Hayat bir mücadeleden ibarettir.
Bu mücadele uzun bir maratondur.
Bu maraton tekdüze değildir.
İnişi vardır, çıkışı vardır, zorluğu vardır, kolaylığı
vardır.
Üzüntü ve keder, sevinç ve mutluluk iç içedir.
Kimseye her daim tozpembe değildir, hepten eza da değildir.
Zira adı üzerinde imtihan dünyasıdır.
Bu imtihandan yüzünün akıyla çıkmak da vardır, varlık gösterememe
de vardır, rezil olmak da.
Bir hedefe ulaşmak için yola çıkanlar, çıktıkları bu hedefe
ulaşmak için ibadet aşkı içerisinde çalışırlar, çalışırken şımarmazlar, çağın
ve zamanın ruhuna uygun hareket ederler ise önlerine engeller çıksa da bu
engelleri birer birer aşmasını bilirler. Karşılığını da alırlar. Çünkü her
insan için ancak çalıştığının karşılığı vardır. Allah da bunlara çalıştığının
karşılığını verir ve zirveye çıkarır.
Kendilerinden ve yaptıklarından emin olarak ayakları yere
sağlam basanlar zor veya kolay zirveye çıkar. Yeter ki bunda samimi olunsun,
zirve azmi olsun, yapabilecek irade gösterilsin, bu konuda güven verilsin ve zirvenin
bir menfaat elde etmek olmadığı hususunda halk ikna edilsin.

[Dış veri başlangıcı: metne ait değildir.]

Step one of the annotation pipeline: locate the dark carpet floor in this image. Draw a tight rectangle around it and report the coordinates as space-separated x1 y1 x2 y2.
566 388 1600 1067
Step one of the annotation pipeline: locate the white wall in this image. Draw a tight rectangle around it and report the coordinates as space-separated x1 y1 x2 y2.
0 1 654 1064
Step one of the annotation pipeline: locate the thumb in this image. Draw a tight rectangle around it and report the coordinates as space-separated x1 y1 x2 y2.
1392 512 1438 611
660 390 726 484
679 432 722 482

Zirveye çıkmak zor olsa da mümkündür. Çünkü çalışmak insandan,
tevfik de Allah’tandır.
Zirveye çıkılır çıkılmasına ama esas mesele zirvede tutunmak
ve kalıcı olmaktır. Zira zirvede tutunmanın imtihanı daha bir başkadır. Burası hem
nimet hem de ateşten kordur.
Burada kalite tesadüf değil demek de vardır, imkanların içerisinde
kaybolmak da vardır.
Zirvede tutunmaya çalışmak zirveye çıkmaktan daha zordur.

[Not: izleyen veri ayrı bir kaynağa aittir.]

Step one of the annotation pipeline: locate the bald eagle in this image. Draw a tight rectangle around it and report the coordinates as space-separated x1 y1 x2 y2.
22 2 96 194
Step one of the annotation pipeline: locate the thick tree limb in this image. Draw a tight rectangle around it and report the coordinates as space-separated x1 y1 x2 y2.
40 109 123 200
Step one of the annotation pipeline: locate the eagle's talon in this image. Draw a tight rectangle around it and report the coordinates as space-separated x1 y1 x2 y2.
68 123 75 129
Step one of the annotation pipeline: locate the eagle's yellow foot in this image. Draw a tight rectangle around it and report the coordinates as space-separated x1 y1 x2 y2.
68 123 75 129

Çünkü bir şeyin zirvesi demek inişe yakın olmaktır. Bir bedel ödemeden zirveye
çabucak çıkanların inişi çok kolaydır. Çıkmalarıyla inmeleri bir olur. Bedel
ödeye ödeye zirveye çıkanlar ise zirvenin kıymetini bilir ve zirvede tutunmanın
yollarını arar. Şımarmazlar, güç zehirlenmesi yaşamazlar, zirveden aşağıya
tepeden bakmazlar, Zafer sarhoşu olmazlar, yol arkadaşlarına çalım atmazlar, birbirlerine
empati yapar ve diğerkamlığı tercih ederler, en ufak bir şayiada teyakkuza geçerek
içlerine giren virüsü temizlerler. Kısaca hem geldikleri yeri unutmazlar hem de
en ufak bir sendelemede inişe geçeceklerini çok iyi bilirler ise zirve her daim
onların olur ve buranın nimetlerinden halkı faydalandırırken kendileri de yararlanmış
olurlar.
Böyle yapmazlar, hoşnutsuzluğa tedbir almazlar, çözüm üretmezler,
ekip ruhuna önem vermezler, ehliyet ve liyakat yerine sadakati tercih ederler, gerçekleri
görmemek için kafalarını kuma gömerler, halkın derdiyle dertlenmeyi bırakırlar,
korku dağları salmaya yönelirler, gerçekleri gizlemek için olguları algı, algıları
da olguya döndürmeye yeltenirler ise iniş er veya geç kaçınılmaz olur. Allah bu
nimeti alır, bir başkasına verir. Çünkü toplumsal yasa gerçekleşmiş olur.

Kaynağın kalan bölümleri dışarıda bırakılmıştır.